In Auckland, Jodie said the nurses’ union should be demanding more. “One of my colleagues found her pay slip from eight years ago and her pay increase was just three dollars since then. What the teachers are asking for is about 15 to 16 percent, so nurses deserve the same.”
She described the appalling staffing levels, saying “in some wards there are essentially two nurses or midwives looking after 20 patients at night. That’s not safe. What happens if there’s an admission, or someone collapses, and there’s hardly anyone there to help out?”
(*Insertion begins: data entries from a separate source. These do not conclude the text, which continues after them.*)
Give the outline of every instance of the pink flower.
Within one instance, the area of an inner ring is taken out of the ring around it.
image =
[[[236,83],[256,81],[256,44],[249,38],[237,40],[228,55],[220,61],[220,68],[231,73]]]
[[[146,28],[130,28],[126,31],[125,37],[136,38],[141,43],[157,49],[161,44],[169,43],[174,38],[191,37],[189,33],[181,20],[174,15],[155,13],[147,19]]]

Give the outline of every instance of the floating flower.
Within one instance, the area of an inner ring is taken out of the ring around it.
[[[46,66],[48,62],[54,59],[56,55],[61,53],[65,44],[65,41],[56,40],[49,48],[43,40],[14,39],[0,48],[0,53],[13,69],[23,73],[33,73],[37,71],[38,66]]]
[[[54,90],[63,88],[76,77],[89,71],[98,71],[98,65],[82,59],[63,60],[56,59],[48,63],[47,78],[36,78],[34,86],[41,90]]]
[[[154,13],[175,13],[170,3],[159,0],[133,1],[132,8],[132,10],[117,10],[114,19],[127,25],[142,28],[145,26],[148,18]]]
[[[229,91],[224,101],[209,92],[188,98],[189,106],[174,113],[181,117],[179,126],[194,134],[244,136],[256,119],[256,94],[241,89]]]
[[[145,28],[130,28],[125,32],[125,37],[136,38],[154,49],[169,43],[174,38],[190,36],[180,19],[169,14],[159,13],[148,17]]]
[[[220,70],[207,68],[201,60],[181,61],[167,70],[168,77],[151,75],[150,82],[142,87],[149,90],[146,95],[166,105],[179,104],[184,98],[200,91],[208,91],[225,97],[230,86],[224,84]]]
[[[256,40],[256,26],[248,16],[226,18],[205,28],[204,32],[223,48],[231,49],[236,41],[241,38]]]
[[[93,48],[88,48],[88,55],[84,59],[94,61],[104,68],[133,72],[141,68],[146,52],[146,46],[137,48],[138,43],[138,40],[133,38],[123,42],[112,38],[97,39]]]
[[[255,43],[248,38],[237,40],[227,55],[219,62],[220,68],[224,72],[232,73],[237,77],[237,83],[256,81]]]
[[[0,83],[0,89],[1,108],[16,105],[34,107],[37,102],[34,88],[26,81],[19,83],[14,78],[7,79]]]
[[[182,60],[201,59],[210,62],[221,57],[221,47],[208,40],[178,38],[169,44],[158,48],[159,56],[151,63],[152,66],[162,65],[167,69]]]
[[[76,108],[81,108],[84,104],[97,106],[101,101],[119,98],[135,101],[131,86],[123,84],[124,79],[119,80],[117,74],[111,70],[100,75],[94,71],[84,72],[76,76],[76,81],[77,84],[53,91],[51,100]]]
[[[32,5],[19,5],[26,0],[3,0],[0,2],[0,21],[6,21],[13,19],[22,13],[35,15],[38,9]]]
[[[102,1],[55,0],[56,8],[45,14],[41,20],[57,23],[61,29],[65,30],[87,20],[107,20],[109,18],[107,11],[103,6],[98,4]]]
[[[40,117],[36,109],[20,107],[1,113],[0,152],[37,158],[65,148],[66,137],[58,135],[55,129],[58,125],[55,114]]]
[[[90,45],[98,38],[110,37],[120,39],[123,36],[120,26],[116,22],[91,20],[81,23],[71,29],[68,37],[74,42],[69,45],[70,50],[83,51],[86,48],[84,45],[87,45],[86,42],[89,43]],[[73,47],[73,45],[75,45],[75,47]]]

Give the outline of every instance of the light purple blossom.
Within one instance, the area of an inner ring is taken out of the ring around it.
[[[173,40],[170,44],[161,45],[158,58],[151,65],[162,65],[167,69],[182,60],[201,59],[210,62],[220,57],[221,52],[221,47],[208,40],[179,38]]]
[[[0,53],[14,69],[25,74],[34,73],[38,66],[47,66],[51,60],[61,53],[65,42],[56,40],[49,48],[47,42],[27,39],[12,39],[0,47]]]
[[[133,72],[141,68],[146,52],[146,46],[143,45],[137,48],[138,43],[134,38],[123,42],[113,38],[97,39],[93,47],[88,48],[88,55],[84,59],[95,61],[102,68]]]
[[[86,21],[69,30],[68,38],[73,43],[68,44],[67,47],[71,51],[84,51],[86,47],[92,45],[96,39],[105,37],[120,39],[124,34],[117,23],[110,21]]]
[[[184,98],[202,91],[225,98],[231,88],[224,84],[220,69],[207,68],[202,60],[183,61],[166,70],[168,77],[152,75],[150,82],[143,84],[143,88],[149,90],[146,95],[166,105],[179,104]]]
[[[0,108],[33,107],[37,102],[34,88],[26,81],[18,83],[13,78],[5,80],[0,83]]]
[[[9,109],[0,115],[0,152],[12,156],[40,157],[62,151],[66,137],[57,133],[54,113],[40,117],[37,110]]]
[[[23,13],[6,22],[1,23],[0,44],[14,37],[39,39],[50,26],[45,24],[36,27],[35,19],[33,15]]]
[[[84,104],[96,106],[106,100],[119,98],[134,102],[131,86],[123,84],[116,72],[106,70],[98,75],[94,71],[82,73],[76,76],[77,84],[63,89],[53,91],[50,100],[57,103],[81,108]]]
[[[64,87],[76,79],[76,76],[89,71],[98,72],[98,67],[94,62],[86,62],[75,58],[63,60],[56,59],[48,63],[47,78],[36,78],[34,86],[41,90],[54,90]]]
Emily, who has been working as a nurse for just over a year, attended the Auckland protest after an eight-hour early shift. “Our health system has been underfunded for decades,” she said. “I care about my profession, I care about my patients and the type of care that’s provided. We need safe staffing and to be paid what we’re worth. We’re also underpaid because we are a female-dominated profession.
“If we look at our cousins in Australia, we should be on par with them. That’s where all our nurses are going to get better pay.” Some nurses in Australia earn up to 30 percent more than their New Zealand counterparts, though they face the same issues of understaffing and underfunding.
Asked what she thought of teachers preparing to strike, Emily said: “I say go for it. Their cause is just as important as ours.”